For the 1970s, multi-talented Jim Woods was inducted as being an outstanding athlete, particularly in football and track. But, as one of his former coaches, Bob McAllister, said, “Jim excelled at anything he tried – he was a natural.” Woods flew in from New York for the occasion with a group of colleagues, including his presenter, Gerald Connelly.
Inductions for the 1980s started off with Tony Edwards, a top wrestler and football player who went on to distinguish himself on the gridiron at University Nevada, Reno, and played professionally in Europe, before getting into coaching high school football.
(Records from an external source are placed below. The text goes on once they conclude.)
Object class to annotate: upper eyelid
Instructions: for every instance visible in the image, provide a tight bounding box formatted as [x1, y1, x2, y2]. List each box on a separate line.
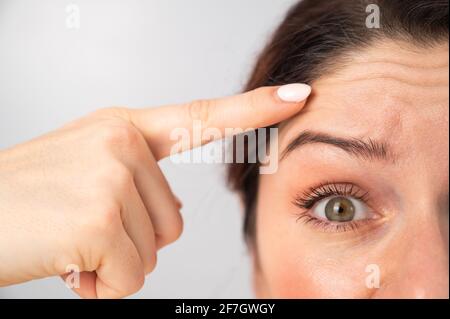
[295, 182, 370, 209]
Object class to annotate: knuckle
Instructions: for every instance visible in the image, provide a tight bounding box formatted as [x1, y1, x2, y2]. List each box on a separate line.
[188, 100, 211, 123]
[163, 211, 184, 245]
[92, 106, 129, 120]
[84, 203, 121, 241]
[97, 121, 140, 149]
[125, 273, 145, 296]
[111, 165, 134, 191]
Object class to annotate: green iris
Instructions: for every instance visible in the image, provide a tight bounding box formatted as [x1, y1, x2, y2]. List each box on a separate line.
[325, 197, 355, 222]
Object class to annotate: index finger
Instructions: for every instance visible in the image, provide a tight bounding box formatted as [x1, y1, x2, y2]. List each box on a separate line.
[128, 84, 311, 160]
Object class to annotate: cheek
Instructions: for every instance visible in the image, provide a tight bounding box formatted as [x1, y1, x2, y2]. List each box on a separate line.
[257, 176, 376, 298]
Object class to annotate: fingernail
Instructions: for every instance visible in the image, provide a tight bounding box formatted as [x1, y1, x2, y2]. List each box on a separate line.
[277, 83, 311, 102]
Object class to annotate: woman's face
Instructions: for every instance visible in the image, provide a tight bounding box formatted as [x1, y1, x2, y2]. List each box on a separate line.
[254, 42, 449, 298]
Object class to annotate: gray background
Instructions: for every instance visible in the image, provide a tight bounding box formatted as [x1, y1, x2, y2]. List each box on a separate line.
[0, 0, 296, 298]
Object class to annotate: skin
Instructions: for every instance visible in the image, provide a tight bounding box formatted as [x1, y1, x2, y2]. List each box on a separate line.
[254, 41, 449, 298]
[0, 86, 310, 298]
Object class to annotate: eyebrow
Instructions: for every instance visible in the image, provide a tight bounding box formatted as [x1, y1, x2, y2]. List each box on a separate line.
[281, 131, 394, 161]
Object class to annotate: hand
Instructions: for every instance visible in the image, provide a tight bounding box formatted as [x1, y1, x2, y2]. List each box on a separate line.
[0, 85, 310, 298]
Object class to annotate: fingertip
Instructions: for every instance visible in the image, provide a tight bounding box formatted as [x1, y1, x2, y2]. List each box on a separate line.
[276, 83, 312, 103]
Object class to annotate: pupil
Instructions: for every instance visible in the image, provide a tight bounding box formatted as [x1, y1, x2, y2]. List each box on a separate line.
[325, 197, 355, 222]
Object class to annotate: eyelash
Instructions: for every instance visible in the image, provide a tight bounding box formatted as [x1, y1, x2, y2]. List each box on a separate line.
[294, 182, 370, 233]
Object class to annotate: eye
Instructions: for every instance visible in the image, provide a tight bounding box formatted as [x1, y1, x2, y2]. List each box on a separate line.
[311, 196, 371, 223]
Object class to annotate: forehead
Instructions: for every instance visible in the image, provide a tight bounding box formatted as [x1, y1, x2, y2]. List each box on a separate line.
[280, 42, 449, 156]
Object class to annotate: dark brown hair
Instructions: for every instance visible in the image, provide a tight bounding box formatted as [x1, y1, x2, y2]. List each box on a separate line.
[228, 0, 449, 243]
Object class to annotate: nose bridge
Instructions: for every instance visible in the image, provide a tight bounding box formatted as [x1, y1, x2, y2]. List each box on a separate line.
[376, 201, 449, 298]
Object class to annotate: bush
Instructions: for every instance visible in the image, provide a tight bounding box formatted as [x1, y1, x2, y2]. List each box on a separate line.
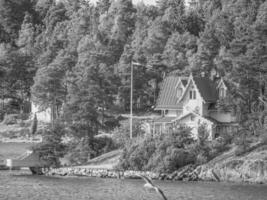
[260, 132, 267, 145]
[119, 128, 195, 172]
[3, 114, 19, 125]
[33, 122, 66, 167]
[234, 130, 250, 156]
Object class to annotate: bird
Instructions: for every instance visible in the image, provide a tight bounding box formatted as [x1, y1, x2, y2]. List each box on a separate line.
[138, 175, 168, 200]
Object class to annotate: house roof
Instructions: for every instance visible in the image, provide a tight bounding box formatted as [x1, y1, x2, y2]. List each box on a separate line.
[193, 77, 219, 103]
[155, 76, 182, 110]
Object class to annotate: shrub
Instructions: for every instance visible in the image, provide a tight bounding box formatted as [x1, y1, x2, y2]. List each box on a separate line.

Edwards was presented by his dad, Lionel.
Also from the 1980s, inductee Nancy Hafterson, a top performer in girls’ basketball and volleyball, said one of her most thrilling accomplishments in high school was when she scored 36 points in a basketball game, tying her older brother’s (Matt Hafterson) Sonoma single-game scoring record. She was introduced by her daughter, Mindi, also an outstanding Sonoma athlete who went on to star in volleyball at UC Berkeley.
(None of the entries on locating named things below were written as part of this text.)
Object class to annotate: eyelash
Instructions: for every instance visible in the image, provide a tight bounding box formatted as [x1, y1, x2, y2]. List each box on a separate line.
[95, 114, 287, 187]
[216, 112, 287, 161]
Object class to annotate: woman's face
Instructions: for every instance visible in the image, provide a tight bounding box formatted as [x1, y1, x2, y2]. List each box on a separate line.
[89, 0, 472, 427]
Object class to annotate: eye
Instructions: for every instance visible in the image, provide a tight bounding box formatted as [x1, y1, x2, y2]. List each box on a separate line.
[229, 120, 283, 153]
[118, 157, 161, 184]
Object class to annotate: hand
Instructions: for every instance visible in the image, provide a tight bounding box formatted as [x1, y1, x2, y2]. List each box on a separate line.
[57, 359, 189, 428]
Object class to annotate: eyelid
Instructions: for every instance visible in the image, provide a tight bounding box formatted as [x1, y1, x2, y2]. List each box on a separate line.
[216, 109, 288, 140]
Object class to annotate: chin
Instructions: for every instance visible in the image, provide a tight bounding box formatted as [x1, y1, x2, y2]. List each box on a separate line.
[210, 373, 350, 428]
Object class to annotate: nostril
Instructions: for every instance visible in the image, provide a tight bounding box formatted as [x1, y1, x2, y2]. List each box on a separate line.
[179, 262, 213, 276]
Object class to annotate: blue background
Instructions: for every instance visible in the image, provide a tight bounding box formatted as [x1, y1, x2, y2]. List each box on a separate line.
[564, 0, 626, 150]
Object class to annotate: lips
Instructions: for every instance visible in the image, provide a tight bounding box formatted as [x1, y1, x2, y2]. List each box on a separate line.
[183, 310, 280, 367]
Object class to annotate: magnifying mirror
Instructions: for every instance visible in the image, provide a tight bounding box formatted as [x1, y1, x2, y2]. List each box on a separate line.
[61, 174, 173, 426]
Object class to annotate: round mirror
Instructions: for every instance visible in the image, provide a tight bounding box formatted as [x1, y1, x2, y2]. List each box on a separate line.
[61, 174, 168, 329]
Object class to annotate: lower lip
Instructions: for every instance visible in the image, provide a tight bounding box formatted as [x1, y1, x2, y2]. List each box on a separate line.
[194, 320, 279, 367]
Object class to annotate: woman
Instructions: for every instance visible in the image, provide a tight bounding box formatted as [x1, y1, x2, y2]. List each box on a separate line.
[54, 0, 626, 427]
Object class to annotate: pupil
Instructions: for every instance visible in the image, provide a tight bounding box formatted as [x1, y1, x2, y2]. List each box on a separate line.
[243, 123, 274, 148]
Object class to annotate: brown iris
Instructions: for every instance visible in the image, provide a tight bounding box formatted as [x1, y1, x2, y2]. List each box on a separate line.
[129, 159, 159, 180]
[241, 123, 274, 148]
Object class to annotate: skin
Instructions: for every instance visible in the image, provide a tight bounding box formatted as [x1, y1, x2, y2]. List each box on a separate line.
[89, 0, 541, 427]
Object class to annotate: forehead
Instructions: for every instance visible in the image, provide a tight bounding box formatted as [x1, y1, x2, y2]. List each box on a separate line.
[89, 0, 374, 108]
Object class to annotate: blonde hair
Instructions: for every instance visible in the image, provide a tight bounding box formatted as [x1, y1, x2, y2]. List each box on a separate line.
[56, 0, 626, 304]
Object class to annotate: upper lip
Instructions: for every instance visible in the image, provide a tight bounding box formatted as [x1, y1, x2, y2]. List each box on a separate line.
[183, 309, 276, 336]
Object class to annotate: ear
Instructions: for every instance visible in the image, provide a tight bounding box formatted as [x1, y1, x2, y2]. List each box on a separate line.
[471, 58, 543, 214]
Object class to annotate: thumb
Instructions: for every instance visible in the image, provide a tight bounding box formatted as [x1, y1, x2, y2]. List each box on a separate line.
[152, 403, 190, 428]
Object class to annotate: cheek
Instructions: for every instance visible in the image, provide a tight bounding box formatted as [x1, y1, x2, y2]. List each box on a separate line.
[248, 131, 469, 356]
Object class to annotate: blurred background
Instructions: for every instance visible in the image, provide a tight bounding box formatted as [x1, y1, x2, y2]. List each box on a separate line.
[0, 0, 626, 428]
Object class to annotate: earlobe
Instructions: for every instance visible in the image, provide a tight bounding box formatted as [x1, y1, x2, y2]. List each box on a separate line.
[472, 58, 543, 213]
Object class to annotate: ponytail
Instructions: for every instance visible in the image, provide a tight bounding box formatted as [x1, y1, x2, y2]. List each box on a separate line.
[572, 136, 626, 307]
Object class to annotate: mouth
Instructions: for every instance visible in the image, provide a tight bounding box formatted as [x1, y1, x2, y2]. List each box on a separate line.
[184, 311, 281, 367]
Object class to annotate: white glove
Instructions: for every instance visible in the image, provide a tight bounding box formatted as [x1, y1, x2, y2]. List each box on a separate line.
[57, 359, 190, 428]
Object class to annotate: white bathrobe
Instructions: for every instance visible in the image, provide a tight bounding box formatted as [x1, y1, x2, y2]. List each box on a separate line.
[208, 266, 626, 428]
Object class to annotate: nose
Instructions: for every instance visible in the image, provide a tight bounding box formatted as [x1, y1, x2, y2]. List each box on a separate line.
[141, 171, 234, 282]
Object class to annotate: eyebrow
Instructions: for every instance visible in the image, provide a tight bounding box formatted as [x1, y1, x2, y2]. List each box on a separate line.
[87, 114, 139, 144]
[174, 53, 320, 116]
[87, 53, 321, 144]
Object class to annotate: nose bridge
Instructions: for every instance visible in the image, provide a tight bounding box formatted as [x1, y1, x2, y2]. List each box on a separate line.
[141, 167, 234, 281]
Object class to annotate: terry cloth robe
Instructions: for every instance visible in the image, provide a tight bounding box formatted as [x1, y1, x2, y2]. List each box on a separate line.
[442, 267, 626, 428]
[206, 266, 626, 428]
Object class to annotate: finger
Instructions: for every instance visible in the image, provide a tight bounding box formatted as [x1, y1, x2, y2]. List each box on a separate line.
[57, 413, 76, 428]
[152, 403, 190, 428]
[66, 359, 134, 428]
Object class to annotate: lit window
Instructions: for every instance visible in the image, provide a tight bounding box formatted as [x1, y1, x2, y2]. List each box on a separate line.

Rounding out inductees for the 1980s was Kori Schake, a standout cross country, track and field athlete who, when she first started competing, had to run with the boys cross country team, as no girls team had yet been established. Schake, who has enjoyed a very successful career in government and academia, stressed how important girls’ athletic competition is in life development. She was presented by her former coach, Stan Augustine.
Girls’ track star Sara Jakel, who set many records during her tenure at Sonoma, led off the inductees for the 1990s. Introduced by her coach, Sherman Harris, he noted that Jakel won four varsity letters in one year and after college, went on to a career in nursing.
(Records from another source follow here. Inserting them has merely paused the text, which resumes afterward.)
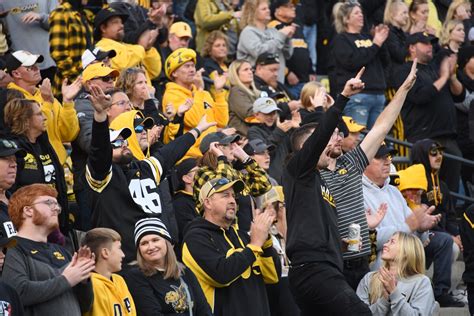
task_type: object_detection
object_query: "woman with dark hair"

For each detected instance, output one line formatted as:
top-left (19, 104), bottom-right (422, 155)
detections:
top-left (123, 218), bottom-right (212, 316)
top-left (4, 99), bottom-right (69, 239)
top-left (332, 1), bottom-right (389, 129)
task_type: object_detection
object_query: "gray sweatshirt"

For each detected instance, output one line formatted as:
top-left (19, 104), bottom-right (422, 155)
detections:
top-left (237, 25), bottom-right (293, 83)
top-left (357, 272), bottom-right (438, 316)
top-left (0, 0), bottom-right (58, 70)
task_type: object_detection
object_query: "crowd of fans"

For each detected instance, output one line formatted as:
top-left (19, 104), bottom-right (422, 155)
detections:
top-left (0, 0), bottom-right (474, 316)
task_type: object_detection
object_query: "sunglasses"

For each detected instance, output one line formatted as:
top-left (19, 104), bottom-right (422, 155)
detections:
top-left (110, 138), bottom-right (128, 149)
top-left (135, 125), bottom-right (145, 134)
top-left (92, 76), bottom-right (115, 82)
top-left (430, 148), bottom-right (444, 157)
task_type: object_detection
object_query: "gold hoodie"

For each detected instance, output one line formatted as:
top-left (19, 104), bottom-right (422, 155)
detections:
top-left (110, 110), bottom-right (147, 160)
top-left (83, 272), bottom-right (137, 316)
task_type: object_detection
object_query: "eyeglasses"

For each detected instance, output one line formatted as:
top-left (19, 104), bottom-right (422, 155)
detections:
top-left (430, 148), bottom-right (444, 157)
top-left (112, 100), bottom-right (132, 107)
top-left (110, 138), bottom-right (128, 149)
top-left (92, 76), bottom-right (115, 82)
top-left (206, 178), bottom-right (230, 198)
top-left (31, 200), bottom-right (63, 214)
top-left (135, 125), bottom-right (145, 134)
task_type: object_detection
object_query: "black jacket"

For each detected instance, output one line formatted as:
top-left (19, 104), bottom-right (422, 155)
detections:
top-left (10, 132), bottom-right (71, 236)
top-left (121, 266), bottom-right (212, 316)
top-left (332, 32), bottom-right (389, 94)
top-left (86, 121), bottom-right (195, 262)
top-left (283, 95), bottom-right (349, 273)
top-left (395, 62), bottom-right (464, 143)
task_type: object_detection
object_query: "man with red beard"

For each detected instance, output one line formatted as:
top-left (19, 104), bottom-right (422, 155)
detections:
top-left (321, 62), bottom-right (416, 290)
top-left (2, 184), bottom-right (95, 316)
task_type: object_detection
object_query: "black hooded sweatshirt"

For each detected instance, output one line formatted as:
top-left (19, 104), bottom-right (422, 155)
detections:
top-left (412, 139), bottom-right (459, 236)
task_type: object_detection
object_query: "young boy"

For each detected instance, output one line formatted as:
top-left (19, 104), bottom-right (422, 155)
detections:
top-left (82, 228), bottom-right (137, 316)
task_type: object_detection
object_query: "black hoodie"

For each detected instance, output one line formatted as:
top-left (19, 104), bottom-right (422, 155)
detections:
top-left (411, 139), bottom-right (459, 236)
top-left (183, 218), bottom-right (281, 316)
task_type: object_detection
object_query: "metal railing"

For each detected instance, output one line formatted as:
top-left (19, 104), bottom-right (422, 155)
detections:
top-left (362, 131), bottom-right (474, 203)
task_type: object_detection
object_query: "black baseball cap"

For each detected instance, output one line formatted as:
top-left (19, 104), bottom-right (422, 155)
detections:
top-left (407, 32), bottom-right (438, 45)
top-left (199, 132), bottom-right (240, 154)
top-left (244, 139), bottom-right (275, 156)
top-left (255, 53), bottom-right (280, 66)
top-left (0, 221), bottom-right (17, 251)
top-left (375, 142), bottom-right (398, 158)
top-left (0, 138), bottom-right (26, 158)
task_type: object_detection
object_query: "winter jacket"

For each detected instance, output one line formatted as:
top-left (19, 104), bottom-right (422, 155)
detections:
top-left (122, 266), bottom-right (212, 316)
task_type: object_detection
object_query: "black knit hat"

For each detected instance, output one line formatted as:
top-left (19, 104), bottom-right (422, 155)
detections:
top-left (134, 217), bottom-right (173, 248)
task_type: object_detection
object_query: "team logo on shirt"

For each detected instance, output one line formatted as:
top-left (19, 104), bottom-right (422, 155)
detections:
top-left (321, 184), bottom-right (336, 207)
top-left (165, 284), bottom-right (189, 313)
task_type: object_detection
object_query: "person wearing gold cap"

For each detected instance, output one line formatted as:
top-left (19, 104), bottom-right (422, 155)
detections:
top-left (162, 48), bottom-right (229, 159)
top-left (94, 8), bottom-right (162, 84)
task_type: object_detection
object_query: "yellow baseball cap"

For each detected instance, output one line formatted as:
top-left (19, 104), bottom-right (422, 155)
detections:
top-left (342, 116), bottom-right (365, 133)
top-left (165, 48), bottom-right (196, 79)
top-left (398, 164), bottom-right (428, 191)
top-left (169, 22), bottom-right (193, 38)
top-left (82, 63), bottom-right (120, 83)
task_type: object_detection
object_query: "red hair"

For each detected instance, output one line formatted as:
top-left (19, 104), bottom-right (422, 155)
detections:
top-left (8, 183), bottom-right (58, 230)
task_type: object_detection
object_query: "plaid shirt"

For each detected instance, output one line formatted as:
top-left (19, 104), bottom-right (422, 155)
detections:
top-left (49, 2), bottom-right (94, 96)
top-left (193, 157), bottom-right (272, 213)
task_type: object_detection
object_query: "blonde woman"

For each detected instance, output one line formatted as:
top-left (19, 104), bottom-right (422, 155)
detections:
top-left (123, 218), bottom-right (212, 316)
top-left (357, 232), bottom-right (437, 316)
top-left (439, 20), bottom-right (466, 54)
top-left (227, 59), bottom-right (260, 136)
top-left (237, 0), bottom-right (295, 82)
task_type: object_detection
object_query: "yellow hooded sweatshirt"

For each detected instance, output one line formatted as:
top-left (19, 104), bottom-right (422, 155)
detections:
top-left (7, 82), bottom-right (79, 165)
top-left (110, 110), bottom-right (146, 160)
top-left (162, 82), bottom-right (229, 160)
top-left (96, 38), bottom-right (161, 85)
top-left (83, 272), bottom-right (137, 316)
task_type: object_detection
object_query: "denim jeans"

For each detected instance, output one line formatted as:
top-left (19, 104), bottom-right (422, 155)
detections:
top-left (344, 93), bottom-right (385, 129)
top-left (425, 231), bottom-right (453, 297)
top-left (303, 24), bottom-right (318, 73)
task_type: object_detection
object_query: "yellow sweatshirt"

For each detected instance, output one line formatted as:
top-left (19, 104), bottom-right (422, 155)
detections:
top-left (162, 82), bottom-right (229, 160)
top-left (96, 38), bottom-right (161, 84)
top-left (83, 272), bottom-right (137, 316)
top-left (7, 82), bottom-right (79, 165)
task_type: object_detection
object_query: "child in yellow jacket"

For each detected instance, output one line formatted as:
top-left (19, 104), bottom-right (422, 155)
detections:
top-left (82, 227), bottom-right (137, 316)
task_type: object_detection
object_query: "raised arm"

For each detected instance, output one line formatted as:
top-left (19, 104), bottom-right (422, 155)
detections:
top-left (287, 67), bottom-right (365, 177)
top-left (360, 59), bottom-right (417, 161)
Adam Soldati, another athlete who excelled in multiple sports, became best known for his prowess as a diver when he went on to Santa Rosa Junior College. His former basketball coach, Phil Rosemergy, presented Soldati, who was unable to attend because of a commitment to judge the NCAA diving championships that were being held in Florida. Soldati is currently diving coach at Purdue University.
The first inductees for the decade of 2000 were Tommy Everidge and Joanna Rentz. Everidge, who was unable to attend because he is currently playing professional baseball, was presented by his former coach, Don Lyons. Lyons presented Tommy’s old Sonoma baseball jersey to the Hall of Fame and Everidge’s wife, Kelli, accepted the award for her husband.
Rentz, a four-year varsity starter for the Dragon volleyball team that enjoyed an incredible 173-18 record during her tenure, was also named Sonoma County League Most Valuable Player three times, and went on to be a standout player for the University of Pacific. She was presented by her sister, Natalie Dusac.